Tao’s goals, which are admittedly shared by many of the people he represents, are expansionist and militaristic. Under his leadership, the Federation looks to continue to reintegrate the old Sol colonies, including Atlas and Quann. Eventually, the Federation seeks to dominate an arc of the galaxy stretching from the Quann to the Elysian Wormhole. In doing so, it fully expects to spark war with the equally expansionist Barony of Letnev, and unlike the inconclusive conflicts of ages past, this is a war the Federation fully intends to win. Even now, fleets depart the vast naval base of Churchill Prima over Ma’adim, and troops muster in facilities from Rio Amazonia to Trelic Station on Gral.

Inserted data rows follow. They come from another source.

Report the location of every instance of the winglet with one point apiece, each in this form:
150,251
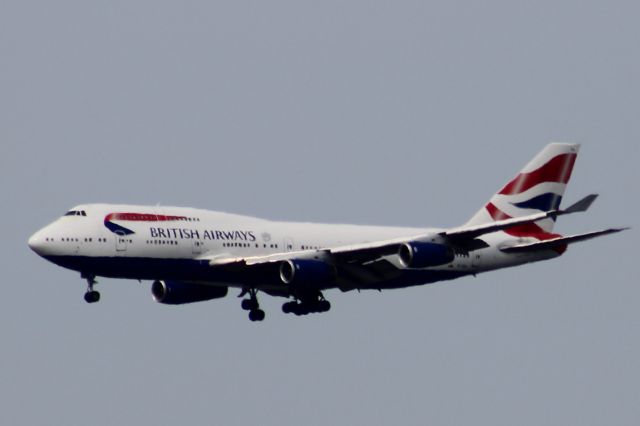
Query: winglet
582,205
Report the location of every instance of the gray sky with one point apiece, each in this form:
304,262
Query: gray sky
393,113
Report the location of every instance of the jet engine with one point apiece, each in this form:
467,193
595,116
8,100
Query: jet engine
310,272
179,292
423,255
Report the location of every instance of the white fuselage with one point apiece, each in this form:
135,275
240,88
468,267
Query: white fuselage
148,242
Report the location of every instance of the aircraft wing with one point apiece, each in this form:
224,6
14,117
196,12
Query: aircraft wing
365,262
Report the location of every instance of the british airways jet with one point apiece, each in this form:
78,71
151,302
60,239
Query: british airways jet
193,255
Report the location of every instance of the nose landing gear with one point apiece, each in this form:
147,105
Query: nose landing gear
91,295
251,304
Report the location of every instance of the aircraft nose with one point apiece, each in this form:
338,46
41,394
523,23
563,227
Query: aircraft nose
36,242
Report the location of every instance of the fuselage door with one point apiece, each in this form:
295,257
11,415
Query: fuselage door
121,242
288,244
196,247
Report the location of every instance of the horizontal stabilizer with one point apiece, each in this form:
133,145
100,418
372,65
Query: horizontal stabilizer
582,205
558,242
470,232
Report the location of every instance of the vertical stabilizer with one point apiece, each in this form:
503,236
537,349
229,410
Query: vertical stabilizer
538,187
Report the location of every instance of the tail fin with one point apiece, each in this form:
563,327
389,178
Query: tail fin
538,187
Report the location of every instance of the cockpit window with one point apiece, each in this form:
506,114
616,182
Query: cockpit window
76,213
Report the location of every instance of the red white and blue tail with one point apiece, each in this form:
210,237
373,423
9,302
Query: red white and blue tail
539,187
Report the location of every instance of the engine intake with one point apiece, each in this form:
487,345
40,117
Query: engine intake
178,292
307,272
424,255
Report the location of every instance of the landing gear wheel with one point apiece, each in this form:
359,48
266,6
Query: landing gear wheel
249,304
256,315
289,307
92,296
324,306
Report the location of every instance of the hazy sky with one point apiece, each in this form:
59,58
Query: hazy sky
393,113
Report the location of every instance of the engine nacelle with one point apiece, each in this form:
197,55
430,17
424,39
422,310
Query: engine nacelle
423,255
178,292
307,272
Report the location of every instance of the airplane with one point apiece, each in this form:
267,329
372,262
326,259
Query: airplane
193,255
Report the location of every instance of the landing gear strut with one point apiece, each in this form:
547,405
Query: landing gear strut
307,306
251,304
91,295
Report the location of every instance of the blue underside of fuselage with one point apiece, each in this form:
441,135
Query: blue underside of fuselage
200,270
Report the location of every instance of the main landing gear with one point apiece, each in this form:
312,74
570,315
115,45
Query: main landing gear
251,304
91,295
307,306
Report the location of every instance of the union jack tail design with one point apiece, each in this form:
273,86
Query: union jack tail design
539,187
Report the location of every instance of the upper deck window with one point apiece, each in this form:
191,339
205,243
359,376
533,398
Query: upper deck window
76,213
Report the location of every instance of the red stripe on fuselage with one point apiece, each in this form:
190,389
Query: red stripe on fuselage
558,169
141,217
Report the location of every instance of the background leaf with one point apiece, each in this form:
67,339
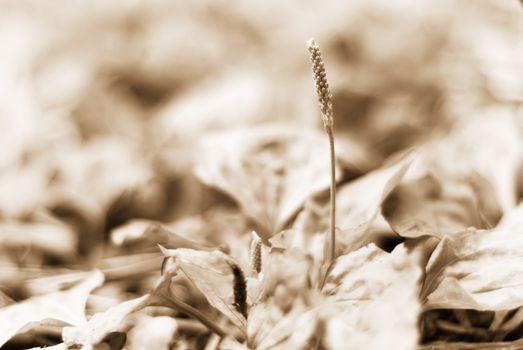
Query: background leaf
269,171
66,307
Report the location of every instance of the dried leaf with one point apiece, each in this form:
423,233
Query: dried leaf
102,324
60,307
153,333
50,238
491,146
439,205
478,270
211,273
375,300
358,204
270,171
152,231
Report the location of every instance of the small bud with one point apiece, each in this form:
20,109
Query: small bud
255,254
322,86
239,289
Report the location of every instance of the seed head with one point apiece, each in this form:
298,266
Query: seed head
255,254
239,289
322,86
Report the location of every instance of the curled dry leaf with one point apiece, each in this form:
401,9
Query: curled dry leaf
438,205
142,230
269,171
478,270
49,238
374,300
152,333
211,273
285,314
491,146
101,324
358,204
65,307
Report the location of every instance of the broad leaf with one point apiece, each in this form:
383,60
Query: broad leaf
269,171
358,204
211,273
374,297
439,205
67,307
101,324
478,270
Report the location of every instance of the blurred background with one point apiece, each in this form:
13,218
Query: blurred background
103,104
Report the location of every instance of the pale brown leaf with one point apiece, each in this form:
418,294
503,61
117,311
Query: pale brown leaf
358,204
67,307
101,324
478,270
437,205
375,300
211,273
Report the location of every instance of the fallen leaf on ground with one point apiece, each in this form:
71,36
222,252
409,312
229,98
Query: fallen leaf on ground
141,230
269,171
437,205
152,333
374,297
101,324
67,307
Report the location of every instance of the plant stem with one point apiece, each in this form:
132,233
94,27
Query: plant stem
330,133
325,101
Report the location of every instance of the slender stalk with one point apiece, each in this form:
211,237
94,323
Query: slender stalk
325,102
173,303
332,227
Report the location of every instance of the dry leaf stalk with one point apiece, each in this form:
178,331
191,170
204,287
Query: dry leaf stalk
325,102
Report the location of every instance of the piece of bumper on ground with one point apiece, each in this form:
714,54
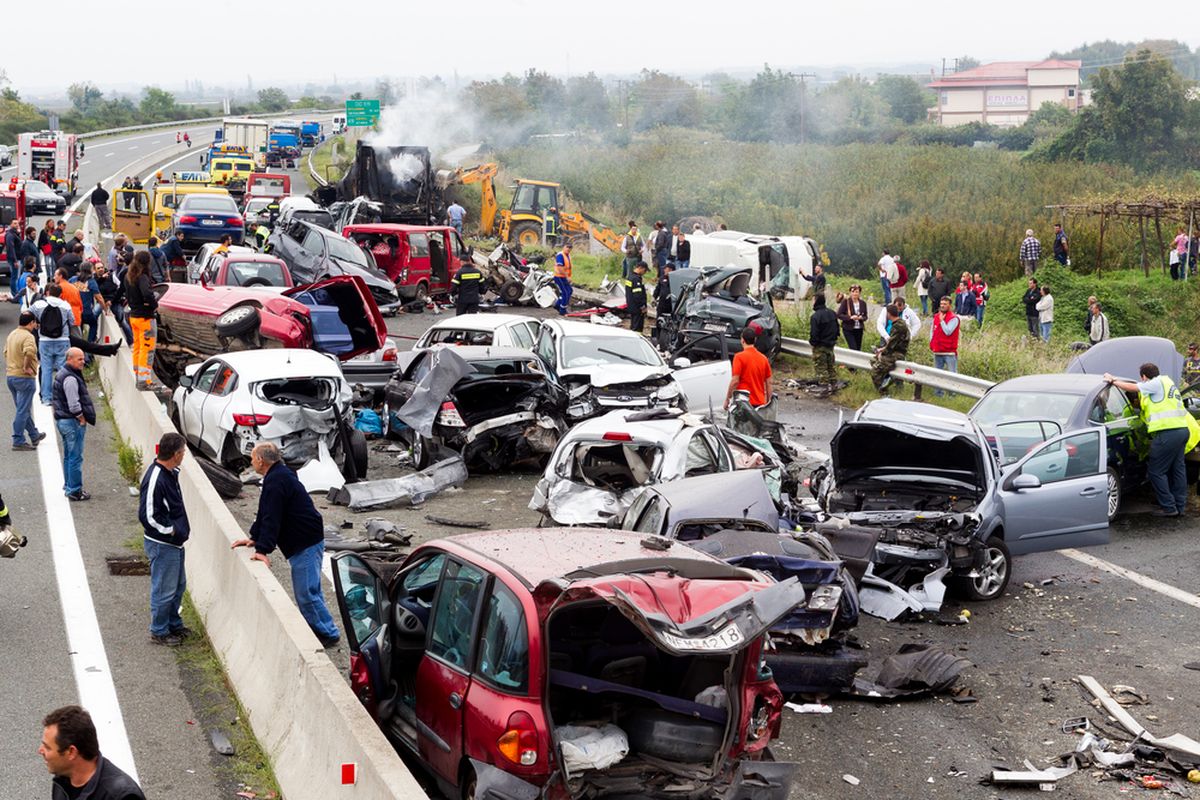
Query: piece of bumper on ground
409,489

However, the Federation also seeks to expand its soft influence throughout the galaxy, relying on the appeal of many aspects of Jordian culture and even cuisine (Human food has the rare distinction of containing proteins that can be consumed by nearly all sentient species). Although Jordian culture is not as renowned as that of the Hacan or Xxcha, the broad popularity of Jordian art, fashion, and food continues to spread thanks to humanity’s ubiquity across the galaxy and Sol’s strategic location between several major wormholes.

In recent years, the Federation’s imperial ambitions have been somewhat sidelined by the emergence of the L1Z1X , Nekro, Vuil’raith, and Mahact. The L1Z1X are a particular danger to Sol, since they have not forgotten the atrocities the Federation committed against the Lazax all those years ago. In light of this, the Federation has been a cautious supporter of the Keleres in the Galactic Council. The Federation provides material and personnel to the Keleres, but at the same time seeks to limit its authority over member civilizations in the Council and to keep it pointed squarely at the L1Z1X menace.